По дороге на стан Акимов мысленно уточнял все обстоятельства и детали посещения Вонючего болота: рельеф местности, характер растительности, оттенки запахов. Tут ему потребовалась помощь Федота Федотовича.
— Расскажи мне, отец, что примыкает к Вонючему болоту с востока и юга. Ты там бывал? Знаешь?
— Бывал!
Федот Федотович чуть придержал лыжи, поравнялся с Акимовым. Когда идешь рядом, удобнее разговаривать, а шли они по ровной, малозалесенной равнине.
Кедровник чернел впереди, и до него быто неблизко — можно вдоволь наговориться.
— Местность там серая, Гаврюха! Низина больше, кочкарник. Лес — шагу свободно не ступишь. Стоит стеной. С востока речка протекает. Петляет как пьяная.

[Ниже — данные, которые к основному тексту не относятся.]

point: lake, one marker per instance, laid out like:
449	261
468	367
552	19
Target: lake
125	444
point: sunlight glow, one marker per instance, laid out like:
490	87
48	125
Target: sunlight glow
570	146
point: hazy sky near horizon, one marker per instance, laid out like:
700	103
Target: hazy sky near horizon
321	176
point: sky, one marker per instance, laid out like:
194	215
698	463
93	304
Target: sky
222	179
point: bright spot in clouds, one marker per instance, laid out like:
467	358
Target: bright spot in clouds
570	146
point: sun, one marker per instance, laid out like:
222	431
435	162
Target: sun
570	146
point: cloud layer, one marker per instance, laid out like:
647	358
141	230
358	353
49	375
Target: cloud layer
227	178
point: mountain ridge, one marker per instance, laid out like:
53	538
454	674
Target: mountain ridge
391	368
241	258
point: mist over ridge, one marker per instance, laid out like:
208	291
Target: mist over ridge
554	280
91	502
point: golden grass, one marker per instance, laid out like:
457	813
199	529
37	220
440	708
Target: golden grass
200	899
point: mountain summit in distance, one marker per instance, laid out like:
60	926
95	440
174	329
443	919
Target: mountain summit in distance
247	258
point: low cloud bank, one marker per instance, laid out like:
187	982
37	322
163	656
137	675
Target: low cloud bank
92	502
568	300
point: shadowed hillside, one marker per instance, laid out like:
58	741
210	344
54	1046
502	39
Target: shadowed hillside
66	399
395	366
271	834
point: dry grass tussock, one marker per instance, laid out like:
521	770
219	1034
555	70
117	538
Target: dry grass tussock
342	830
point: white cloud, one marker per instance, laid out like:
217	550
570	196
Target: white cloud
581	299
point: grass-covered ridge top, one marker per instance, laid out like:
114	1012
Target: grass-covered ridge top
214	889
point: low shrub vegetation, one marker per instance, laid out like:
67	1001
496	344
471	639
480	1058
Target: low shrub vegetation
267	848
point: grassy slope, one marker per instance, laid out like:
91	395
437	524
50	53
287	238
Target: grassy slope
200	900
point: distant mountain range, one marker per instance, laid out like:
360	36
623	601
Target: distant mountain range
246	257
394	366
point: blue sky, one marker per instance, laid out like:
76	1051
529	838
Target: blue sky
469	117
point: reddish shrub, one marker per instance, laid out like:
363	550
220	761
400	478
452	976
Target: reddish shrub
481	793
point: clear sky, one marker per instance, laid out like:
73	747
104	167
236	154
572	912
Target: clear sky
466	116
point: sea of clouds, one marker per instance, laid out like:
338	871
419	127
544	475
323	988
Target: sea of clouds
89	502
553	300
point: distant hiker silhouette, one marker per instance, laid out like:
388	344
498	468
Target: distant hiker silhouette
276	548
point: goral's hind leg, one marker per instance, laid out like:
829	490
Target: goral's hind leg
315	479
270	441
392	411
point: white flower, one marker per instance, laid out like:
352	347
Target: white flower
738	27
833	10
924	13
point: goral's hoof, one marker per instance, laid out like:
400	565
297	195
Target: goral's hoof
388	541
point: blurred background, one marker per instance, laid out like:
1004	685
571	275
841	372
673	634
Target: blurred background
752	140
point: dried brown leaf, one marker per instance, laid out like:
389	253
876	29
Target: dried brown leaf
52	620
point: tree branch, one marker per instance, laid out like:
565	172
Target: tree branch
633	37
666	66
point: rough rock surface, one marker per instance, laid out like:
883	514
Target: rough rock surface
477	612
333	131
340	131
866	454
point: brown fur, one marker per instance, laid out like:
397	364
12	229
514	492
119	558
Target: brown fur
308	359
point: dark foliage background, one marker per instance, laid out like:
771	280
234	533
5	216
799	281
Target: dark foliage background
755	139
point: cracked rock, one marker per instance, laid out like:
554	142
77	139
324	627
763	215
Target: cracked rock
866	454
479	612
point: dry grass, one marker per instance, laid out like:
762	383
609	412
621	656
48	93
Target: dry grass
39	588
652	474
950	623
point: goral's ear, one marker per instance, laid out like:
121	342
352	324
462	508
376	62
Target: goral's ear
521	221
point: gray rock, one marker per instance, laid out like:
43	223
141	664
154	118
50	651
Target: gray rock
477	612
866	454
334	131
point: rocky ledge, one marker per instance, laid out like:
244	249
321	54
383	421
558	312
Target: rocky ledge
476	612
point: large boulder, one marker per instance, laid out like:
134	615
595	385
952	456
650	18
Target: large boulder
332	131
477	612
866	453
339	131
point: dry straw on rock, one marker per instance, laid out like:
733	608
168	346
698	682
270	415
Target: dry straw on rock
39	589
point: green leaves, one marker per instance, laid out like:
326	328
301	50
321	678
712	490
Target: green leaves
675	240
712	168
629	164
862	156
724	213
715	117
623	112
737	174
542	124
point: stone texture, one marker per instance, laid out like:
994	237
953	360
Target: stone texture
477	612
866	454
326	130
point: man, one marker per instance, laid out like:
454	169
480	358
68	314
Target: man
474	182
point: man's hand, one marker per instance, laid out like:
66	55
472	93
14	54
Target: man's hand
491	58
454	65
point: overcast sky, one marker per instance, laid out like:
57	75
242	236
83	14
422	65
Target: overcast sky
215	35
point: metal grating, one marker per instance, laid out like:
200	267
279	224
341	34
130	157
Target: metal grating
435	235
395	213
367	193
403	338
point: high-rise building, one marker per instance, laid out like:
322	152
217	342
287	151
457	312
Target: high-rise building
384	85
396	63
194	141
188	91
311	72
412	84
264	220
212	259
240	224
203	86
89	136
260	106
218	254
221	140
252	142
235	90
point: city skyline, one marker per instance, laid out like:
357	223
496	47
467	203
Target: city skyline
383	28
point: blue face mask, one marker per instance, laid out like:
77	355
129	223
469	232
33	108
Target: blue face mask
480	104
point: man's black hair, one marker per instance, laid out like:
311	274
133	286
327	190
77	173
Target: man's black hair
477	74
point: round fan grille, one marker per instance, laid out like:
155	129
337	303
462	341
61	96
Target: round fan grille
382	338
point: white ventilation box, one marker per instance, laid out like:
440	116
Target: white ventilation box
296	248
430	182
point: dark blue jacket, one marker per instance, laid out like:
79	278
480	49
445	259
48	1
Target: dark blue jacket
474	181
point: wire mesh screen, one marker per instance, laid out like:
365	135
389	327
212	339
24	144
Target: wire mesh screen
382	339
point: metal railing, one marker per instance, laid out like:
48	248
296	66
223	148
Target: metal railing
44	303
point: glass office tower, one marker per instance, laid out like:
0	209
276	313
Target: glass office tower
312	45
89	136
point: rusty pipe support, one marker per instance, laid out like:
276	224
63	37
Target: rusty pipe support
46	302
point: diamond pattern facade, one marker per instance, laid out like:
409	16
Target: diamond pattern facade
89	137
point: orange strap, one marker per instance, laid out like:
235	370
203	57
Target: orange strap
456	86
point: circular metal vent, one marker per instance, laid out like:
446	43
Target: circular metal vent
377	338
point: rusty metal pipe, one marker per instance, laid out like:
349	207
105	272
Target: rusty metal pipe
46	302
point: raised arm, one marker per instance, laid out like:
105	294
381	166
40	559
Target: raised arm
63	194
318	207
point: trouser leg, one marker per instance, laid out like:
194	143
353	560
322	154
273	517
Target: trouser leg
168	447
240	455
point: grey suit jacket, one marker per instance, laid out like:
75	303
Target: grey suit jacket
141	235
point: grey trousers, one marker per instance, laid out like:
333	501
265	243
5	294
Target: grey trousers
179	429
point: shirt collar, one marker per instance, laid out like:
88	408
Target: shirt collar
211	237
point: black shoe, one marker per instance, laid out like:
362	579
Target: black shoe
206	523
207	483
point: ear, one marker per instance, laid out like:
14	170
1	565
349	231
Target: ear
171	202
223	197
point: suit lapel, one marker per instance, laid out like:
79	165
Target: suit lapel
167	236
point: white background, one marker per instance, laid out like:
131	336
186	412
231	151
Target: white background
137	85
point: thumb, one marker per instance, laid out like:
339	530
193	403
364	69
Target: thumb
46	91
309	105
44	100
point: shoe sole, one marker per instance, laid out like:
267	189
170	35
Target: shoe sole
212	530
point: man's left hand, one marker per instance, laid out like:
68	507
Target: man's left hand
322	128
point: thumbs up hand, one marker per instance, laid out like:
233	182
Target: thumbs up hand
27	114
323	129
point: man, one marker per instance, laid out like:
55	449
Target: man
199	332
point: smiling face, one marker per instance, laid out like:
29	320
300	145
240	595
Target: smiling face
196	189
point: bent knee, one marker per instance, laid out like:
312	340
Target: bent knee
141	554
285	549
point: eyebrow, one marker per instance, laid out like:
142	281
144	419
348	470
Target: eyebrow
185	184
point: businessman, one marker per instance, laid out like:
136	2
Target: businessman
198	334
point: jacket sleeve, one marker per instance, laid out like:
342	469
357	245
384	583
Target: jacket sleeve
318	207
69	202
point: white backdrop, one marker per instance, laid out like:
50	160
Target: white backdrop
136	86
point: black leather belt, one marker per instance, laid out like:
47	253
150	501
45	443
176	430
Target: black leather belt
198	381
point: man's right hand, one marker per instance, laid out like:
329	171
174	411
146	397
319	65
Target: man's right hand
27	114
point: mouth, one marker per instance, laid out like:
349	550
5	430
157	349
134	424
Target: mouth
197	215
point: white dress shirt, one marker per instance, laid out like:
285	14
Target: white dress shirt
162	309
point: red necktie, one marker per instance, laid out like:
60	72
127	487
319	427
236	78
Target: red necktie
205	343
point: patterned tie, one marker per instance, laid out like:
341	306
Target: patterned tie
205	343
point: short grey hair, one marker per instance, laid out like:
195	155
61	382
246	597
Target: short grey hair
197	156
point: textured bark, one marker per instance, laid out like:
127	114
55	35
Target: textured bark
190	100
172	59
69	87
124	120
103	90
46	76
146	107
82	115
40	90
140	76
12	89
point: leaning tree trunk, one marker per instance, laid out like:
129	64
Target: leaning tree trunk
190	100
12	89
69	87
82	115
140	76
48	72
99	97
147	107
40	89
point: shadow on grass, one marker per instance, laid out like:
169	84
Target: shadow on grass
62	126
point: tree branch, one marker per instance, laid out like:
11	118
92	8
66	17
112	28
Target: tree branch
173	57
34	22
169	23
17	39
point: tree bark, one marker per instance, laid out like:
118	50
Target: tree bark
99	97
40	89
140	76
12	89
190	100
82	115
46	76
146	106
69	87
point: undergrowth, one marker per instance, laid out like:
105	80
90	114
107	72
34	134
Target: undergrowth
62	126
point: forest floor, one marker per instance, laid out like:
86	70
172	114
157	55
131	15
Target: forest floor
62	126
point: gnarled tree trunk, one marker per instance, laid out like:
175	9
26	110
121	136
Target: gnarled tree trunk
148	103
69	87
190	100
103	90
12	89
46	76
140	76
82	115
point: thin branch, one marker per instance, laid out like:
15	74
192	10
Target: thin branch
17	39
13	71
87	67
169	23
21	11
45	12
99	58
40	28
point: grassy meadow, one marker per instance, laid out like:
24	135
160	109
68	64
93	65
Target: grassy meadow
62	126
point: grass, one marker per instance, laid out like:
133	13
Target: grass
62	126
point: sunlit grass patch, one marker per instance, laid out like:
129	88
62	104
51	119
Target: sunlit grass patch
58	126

То сюда ее кинет, то туда шибанет. В одном месте речка делится на два рукава. Вонючее болото как раз и поместилось между ними.
— Ты покажи мне, Федот Федотыч, на снегу, чтоб я мог потом на карту все это перенести, — попросил Акимов.
Федот Федотович выломил хворостинку, остановился, и на ослепительно белом снегу появился незамысловатый, но довольно точный чертеж.
— Вот смотри, Гаврюха. — На снегу появились кружочки и ломаные линии. Вот это Парабель. Вот тут течет Обь. Вот это будет Васюган. Мой стан вот где.